Livros, tinha vários. A maioria esperando serem terminados. Lia vários ao mesmo tempo e ao mesmo tempo, não lia nenhum. Dezenas de filmes na prateleira. Ia de Woody Allen a Disney sem a menor cerimônia. Odiava o Oscar. Amava a Winona Ryder. Cinéfila de carteirinha, colecionava tickets de cinema. Era um clássico exemplar de rato de locadora e/ou piolho de cinema.
O bus chega ao destino. É hora de desembarcar. Dá o sinal. Desastrada, quase torce o pé quando desce do ônibus.
Atravessa a rua com displicência: "Carro tem freio e eu tô passando!".
Passa pela portaria, cumprimenta o porteiro com as sobrancelhas, sobe dois lances de escada e ofegante, gira a chave na fechadura.
- Tenho que tentar mais uma tentativa de tentar parar de fumar - pensa alto a ashtray girl.
A porta se fecha:
- De volta ao meu mundinho.
Coturnos e cadernos são deixados pelo chão, ela acende um cigarro. E não, não é o último. Tento mais tarde.
Tira o telefone do gancho.
Tuuuuu...
- Pelo menos ainda tenho internet.
Olha para a prateleira de cd's, todos, organizados por ordem de chegada.
Os olhos passeiam e nada encontram.
- Preciso ouvir um som novo. - resmunga, entre os dentes amarelados.
Então ela se dá conta de que está falando sozinha, de novo.
Solilóquio de merda!
Liga o computador.
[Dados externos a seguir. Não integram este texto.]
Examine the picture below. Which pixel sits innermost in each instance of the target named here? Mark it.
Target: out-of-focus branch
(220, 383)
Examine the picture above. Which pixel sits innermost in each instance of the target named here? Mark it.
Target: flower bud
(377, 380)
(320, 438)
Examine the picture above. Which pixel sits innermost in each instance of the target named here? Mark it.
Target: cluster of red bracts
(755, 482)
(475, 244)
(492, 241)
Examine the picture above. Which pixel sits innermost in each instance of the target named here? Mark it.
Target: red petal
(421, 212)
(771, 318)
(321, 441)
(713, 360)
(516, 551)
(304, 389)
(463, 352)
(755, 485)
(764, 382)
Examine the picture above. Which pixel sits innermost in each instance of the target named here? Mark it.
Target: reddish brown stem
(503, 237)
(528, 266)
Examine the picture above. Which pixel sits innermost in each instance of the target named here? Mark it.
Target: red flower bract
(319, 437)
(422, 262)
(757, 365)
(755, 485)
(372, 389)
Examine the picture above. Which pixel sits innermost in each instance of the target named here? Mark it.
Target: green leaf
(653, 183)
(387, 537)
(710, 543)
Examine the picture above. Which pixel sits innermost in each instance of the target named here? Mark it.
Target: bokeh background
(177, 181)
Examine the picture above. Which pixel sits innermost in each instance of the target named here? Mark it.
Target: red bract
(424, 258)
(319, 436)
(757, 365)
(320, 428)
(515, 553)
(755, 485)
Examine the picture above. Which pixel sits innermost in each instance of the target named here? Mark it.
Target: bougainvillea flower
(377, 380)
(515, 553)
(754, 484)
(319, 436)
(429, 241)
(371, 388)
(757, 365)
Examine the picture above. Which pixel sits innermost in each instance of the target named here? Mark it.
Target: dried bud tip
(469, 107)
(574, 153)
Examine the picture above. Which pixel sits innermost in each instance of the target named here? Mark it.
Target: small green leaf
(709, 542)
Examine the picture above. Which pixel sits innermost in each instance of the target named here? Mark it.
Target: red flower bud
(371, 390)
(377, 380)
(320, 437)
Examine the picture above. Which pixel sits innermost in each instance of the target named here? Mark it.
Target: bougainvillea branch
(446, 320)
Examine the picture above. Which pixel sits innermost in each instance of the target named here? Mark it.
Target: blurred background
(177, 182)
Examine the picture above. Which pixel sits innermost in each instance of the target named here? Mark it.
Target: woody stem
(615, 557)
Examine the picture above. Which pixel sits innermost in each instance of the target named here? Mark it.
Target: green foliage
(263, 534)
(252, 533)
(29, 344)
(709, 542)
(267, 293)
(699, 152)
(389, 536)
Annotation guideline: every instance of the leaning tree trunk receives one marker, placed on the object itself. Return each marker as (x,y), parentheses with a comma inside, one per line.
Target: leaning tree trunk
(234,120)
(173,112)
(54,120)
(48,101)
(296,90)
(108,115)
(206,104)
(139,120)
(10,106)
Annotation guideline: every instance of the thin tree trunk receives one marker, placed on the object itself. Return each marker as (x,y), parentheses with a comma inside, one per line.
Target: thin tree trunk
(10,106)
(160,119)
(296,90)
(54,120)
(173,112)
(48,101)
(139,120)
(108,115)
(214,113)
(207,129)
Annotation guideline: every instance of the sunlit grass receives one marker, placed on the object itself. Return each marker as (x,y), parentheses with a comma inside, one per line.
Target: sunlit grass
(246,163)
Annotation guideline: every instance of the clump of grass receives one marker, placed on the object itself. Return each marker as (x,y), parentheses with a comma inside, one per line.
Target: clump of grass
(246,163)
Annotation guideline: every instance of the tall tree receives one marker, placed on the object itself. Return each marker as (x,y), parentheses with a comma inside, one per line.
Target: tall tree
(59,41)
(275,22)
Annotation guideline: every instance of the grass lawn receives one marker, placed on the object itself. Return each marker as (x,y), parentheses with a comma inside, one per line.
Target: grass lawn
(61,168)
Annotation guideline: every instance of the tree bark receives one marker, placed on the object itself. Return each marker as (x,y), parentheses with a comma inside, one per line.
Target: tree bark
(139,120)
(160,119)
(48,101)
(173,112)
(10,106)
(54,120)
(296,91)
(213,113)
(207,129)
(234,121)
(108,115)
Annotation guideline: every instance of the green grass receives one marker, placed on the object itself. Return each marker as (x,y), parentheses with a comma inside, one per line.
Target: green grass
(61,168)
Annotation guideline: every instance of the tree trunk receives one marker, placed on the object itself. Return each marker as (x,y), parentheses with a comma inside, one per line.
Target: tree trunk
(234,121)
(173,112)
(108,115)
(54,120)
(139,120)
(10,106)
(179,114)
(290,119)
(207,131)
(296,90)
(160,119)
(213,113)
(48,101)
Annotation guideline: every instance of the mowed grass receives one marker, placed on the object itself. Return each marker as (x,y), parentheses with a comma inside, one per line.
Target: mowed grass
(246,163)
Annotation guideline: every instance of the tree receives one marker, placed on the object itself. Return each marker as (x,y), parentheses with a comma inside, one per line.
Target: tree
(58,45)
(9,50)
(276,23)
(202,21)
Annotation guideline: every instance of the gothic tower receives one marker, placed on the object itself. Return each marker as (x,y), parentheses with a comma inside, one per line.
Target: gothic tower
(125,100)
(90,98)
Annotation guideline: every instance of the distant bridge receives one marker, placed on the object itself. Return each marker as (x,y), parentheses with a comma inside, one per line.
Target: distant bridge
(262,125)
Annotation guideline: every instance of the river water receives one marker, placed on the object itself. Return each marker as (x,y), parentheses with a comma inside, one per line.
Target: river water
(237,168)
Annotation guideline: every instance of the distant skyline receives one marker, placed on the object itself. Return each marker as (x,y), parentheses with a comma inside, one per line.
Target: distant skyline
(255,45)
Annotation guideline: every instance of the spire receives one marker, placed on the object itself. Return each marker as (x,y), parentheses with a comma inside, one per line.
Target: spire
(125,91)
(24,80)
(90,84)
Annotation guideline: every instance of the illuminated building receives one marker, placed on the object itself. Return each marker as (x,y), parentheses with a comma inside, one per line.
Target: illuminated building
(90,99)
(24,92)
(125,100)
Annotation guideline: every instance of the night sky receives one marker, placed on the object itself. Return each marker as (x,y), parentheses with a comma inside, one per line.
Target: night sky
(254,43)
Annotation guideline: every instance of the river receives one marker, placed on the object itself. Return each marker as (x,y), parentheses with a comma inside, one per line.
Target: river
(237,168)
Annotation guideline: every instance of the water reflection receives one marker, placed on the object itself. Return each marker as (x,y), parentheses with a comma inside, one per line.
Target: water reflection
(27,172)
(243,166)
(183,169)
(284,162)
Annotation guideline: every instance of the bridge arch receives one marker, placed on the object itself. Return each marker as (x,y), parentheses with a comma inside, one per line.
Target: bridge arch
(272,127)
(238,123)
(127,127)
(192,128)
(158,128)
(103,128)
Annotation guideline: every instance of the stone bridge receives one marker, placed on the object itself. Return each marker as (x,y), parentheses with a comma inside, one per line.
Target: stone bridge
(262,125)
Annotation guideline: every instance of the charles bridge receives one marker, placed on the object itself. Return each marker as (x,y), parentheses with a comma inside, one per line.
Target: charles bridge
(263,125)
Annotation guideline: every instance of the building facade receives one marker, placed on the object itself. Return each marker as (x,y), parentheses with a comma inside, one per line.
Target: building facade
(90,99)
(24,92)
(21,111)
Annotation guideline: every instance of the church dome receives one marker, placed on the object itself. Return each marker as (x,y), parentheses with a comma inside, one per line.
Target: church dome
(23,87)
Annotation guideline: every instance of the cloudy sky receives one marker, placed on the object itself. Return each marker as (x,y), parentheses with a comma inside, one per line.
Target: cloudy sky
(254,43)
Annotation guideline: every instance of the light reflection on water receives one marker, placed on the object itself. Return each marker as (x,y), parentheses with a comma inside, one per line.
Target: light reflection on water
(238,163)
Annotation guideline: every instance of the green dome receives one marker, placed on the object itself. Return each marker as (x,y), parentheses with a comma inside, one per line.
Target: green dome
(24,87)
Winamp no randomic mode.
Uma voz anasalada e familiar preenche o quarto:
"...last chance to make believe in... always and all it seems / train wrecks hide underneath your umbrella / set the frame destiny... on this first name soliloquy / tired symphonies play downward..."
E vai me dizer que você nunca falou sozinho?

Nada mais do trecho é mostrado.